摘要： 传统的连续空间神经网络在锁定精确数学对称性（如模运算和非交换代数）方面存在根本性困难。为了逼近这些离散逻辑规则，它们通常依赖于大规模的参数扩展，即便在经历了被称为“顿悟”（grokking）的延迟泛化现象后，仍会导致随机不稳定性。

Here, we introduce the Universal Quantum Transformer (UQT), a fundamentally novel, quantum-native computing architecture that uses the physical properties of multi-qubit systems as a universal inductive bias for exact mathematical and algebraic reasoning.
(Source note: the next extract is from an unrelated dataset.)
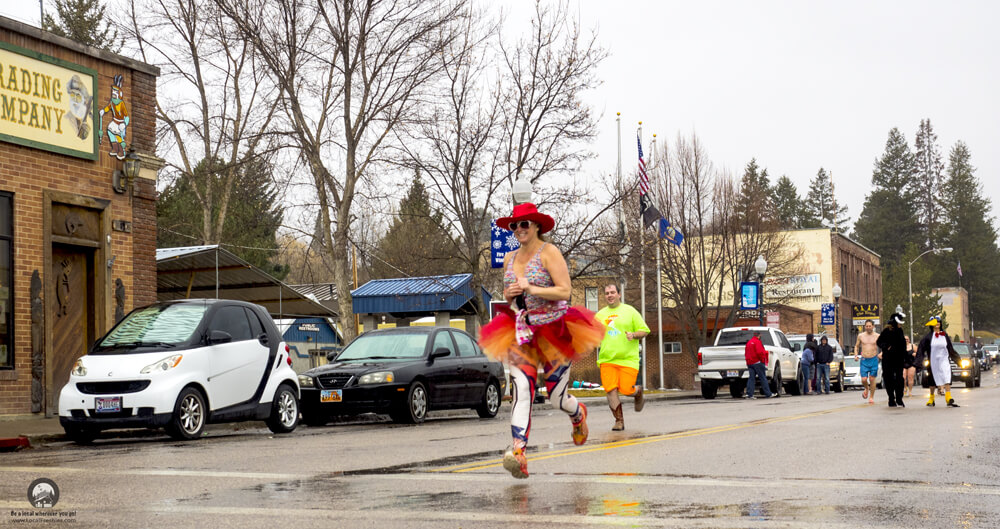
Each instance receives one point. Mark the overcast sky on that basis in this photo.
(797, 84)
Rather than translating classical neural mechanisms, our framework relies entirely on parameterized geometric phase embedding and $SU(2)$ wave-interference.
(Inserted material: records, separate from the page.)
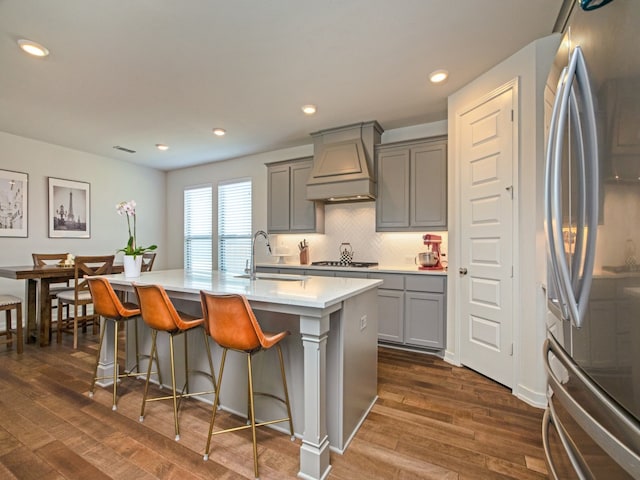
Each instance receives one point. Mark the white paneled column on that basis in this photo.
(314, 452)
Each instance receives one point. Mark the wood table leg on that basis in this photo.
(45, 313)
(32, 310)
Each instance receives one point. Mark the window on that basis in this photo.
(198, 224)
(234, 225)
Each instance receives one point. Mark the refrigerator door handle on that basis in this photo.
(589, 149)
(575, 283)
(552, 192)
(575, 457)
(559, 255)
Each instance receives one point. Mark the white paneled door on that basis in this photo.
(486, 135)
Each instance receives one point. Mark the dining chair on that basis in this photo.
(80, 297)
(107, 305)
(160, 315)
(42, 259)
(8, 303)
(147, 261)
(230, 321)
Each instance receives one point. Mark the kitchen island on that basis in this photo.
(331, 354)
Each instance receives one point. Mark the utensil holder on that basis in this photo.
(304, 256)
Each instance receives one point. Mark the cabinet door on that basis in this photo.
(424, 319)
(303, 211)
(428, 199)
(392, 202)
(391, 315)
(278, 199)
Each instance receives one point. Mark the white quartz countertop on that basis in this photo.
(400, 268)
(298, 290)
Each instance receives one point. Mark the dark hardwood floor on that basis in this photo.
(432, 421)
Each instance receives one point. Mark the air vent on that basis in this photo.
(124, 149)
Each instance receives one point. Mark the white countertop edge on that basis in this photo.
(410, 269)
(330, 290)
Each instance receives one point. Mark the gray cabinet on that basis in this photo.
(411, 308)
(412, 185)
(288, 210)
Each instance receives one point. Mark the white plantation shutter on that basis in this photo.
(198, 229)
(234, 225)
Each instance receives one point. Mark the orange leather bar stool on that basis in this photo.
(107, 304)
(230, 321)
(160, 315)
(9, 303)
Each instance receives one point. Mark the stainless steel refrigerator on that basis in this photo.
(591, 428)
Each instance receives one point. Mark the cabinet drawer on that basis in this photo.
(341, 273)
(391, 281)
(420, 283)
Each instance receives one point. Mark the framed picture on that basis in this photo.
(14, 196)
(69, 209)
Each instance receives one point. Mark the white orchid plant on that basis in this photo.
(129, 210)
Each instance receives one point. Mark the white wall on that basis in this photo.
(111, 181)
(531, 66)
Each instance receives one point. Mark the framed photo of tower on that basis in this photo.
(14, 193)
(69, 208)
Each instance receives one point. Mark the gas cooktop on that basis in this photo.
(329, 263)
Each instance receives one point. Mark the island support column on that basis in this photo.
(314, 452)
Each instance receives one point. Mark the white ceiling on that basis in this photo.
(138, 73)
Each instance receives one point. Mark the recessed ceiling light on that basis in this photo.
(438, 76)
(33, 48)
(309, 109)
在此，我们引入了通用量子 Transformer (UQT)，这是一种本质上全新的、原生于量子的计算架构。它利用多量子比特系统的物理特性作为通用归纳偏置，用于精确的数学和代数推理。我们的框架并不依赖于对经典神经机制的转换，而是完全基于参数化的几何相位嵌入和 $SU(2)$ 波干涉。

We demonstrate that the quantum attention circuit, operating on a highly compact 5-qubit substrate, perfectly learns two highly distinct formal classes: cyclic modular arithmetic ($\mathbb{Z}_{11}$) and non-Abelian algebra (the $S_4$ permutation group). While classical attention-based networks exhibit stochastic instability at convergence, the UQT achieves mathematically exact, deterministic generalization. We refer to this phenomenon as crystallization: a step beyond the well-known phenomenon of grokking.

我们证明了在高度紧凑的 5 量子比特基底上运行的量子注意力电路，能够完美学习两类截然不同的形式化类别：循环模运算 ($\mathbb{Z}_{11}$) 和非阿贝尔代数（$S_4$ 置换群）。虽然基于注意力的经典网络在收敛时表现出随机不稳定性，但 UQT 实现了数学上精确的确定性泛化。我们将这种现象称为“结晶”（crystallization）：这是超越了广为人知的“顿悟”现象的进一步突破。

Crucially, this framework yields massive computational and memory advantages by theoretically bypassing the quadratic bottleneck of classical self-attention, and by logarithmically compressing the required representation dimension to eliminate the massive over-parameterization inherent to classical networks. Finally, we deploy this architecture on noisy intermediate-scale quantum (NISQ) hardware, proving its viability on current IBM Quantum computers. These results establish parameterized quantum topology as a universally superior physical substrate for exact artificial intelligence.

至关重要的是，该框架通过理论上绕过经典自注意力机制的二次方瓶颈，并以对数方式压缩所需的表示维度，从而消除了经典网络固有的海量过参数化问题，带来了巨大的计算和内存优势。最后，我们将该架构部署在含噪声中等规模量子 (NISQ) 硬件上，证明了其在当前 IBM 量子计算机上的可行性。这些结果确立了参数化量子拓扑作为精确人工智能的通用优越物理基底。